Question

Is the response rate for questionnaires affected by including some sort of incentive to respond along with the questionnaire? In one experiment, 110 questionnaires with no incentive resulted in 75 being returned, whereas 98 questionnaires that included a chance to win a lottery yielded 66 responses ("'Charities, No; Lotteries, No; Cash, Yes," Public Opinion Quarterly, 1996: 542–562). Does this data suggest that including an incentive increases the likelihood of a response? State and test the relevant hypotheses at significance level . 10 .

Short answer

Do not reject null hypothesis, which means an incentive does not mean that there are going to be more responses.

Step-by-step solution

To find an incentive increases the likelihood of a response

The hypotheses of interest are \({H_0}:{p_1} - {p_2} = 0 versus {H_a}:{p_1} - {p_2} < 0 where {p_1}\) is the true proportion of returned questionnaires that include no incentive, and \({p_2}\) is the true proportion of returned questionnaires that includes an incentive.

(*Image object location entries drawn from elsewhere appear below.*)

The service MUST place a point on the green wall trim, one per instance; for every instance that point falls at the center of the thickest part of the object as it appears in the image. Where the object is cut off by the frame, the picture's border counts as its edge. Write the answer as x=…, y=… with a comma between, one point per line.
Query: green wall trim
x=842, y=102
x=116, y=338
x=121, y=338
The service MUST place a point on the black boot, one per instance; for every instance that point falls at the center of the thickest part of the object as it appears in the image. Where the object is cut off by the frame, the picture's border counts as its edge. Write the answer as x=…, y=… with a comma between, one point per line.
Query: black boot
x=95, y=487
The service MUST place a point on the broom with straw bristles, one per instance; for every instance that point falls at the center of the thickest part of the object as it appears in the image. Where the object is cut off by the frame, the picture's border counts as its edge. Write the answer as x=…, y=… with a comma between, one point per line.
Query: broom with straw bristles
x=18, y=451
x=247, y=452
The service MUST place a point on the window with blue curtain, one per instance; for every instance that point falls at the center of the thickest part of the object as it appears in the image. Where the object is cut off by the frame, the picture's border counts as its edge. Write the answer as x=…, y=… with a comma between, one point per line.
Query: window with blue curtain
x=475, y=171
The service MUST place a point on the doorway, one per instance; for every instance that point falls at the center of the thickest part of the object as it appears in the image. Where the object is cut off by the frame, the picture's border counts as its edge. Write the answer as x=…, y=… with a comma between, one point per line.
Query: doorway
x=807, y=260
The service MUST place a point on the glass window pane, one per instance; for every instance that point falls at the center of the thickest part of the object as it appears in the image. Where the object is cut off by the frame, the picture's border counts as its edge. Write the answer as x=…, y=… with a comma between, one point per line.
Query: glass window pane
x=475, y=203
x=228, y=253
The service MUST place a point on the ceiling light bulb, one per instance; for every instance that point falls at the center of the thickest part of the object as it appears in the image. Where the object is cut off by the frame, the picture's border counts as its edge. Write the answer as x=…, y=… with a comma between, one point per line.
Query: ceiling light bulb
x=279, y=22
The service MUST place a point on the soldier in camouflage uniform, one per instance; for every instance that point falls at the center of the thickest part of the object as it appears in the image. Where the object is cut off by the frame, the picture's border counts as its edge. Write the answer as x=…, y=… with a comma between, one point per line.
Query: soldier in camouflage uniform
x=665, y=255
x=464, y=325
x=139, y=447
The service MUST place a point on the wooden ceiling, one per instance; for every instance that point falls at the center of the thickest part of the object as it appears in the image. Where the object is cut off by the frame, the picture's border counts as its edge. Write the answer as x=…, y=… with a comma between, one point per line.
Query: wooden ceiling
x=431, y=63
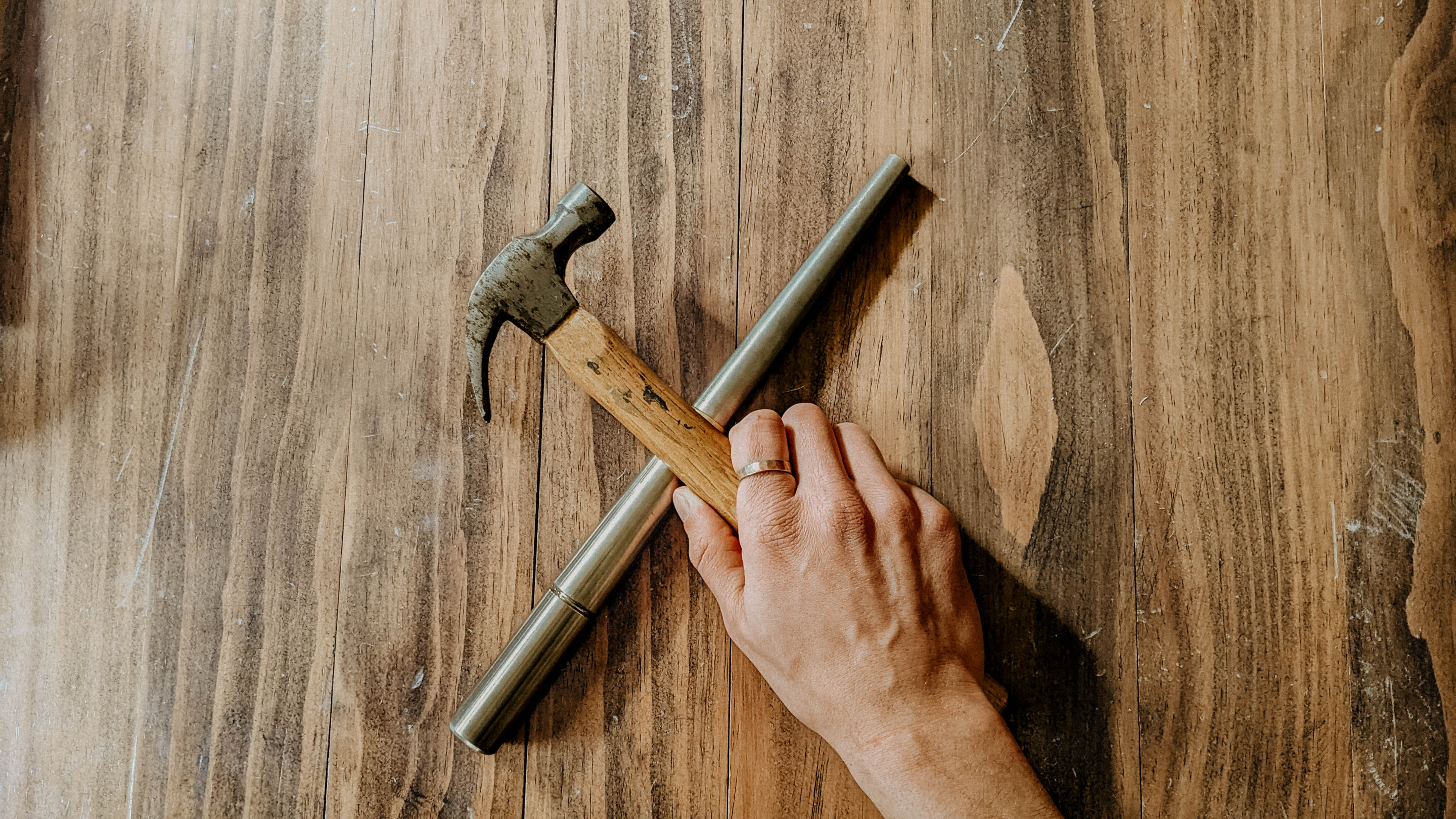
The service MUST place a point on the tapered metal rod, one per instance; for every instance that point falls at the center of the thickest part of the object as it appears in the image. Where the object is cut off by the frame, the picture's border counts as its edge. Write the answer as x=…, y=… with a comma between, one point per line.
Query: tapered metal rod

The sample size is big enough, thus:

A Large-Sample Test Procedure:

The two proportion z statistic - Consider test in which\({H_0}:{p_1} - {p_2} = 0\). The test statistic value for the large samples is

\(z = \frac{{{{\hat p}_1} - {{\hat p}_2}}}{{\sqrt {\hat p\hat q \times \left( {\frac{1}{m} + \frac{1}{n}} \right)} }}\)

where

\(\hat p = \frac{m}{{m + n}} \times {\hat p_1} + \frac{n}{{m + n}} \times {\hat p_2}\)

Depending on alternative hypothesis, the P value can be determined as the corresponding area under the standard normal curve. The test should be used when \(m \times {\hat p_1},m \times {\hat q_1},n \times {\hat p_1} ,and n \times {\hat q_1} are atleast 10\)

To State and test the relevant hypotheses at significance level . 10 .

The estimates are

\(\begin{array}{l}{{\hat p}_1} = \frac{{75}}{{110}} = 0.682\\{{\hat p}_2} = \frac{{66}}{{98}} = 0.673\end{array}\)

Notice that in z value the numerator

\({\hat p_1} - {\hat p_2} > 0\)

which indicates that

\(z = \frac{{{{\hat p}_1} - {{\hat p}_2}}}{{\sqrt {\hat p\hat q \times \left( {\frac{1}{m} + \frac{1}{n}} \right)} }} > 0\)

The test is lower tailed test, and the z value is positive, the P value has to be bigger than 0.5 because \(P(Z < z) > 0.5\)for all z>0.

For any reasonable significance level do not reject null hypothesis because \(P > 0.5 > \alpha \)

Thus, including an incentive does not mean that there are going to be more responses.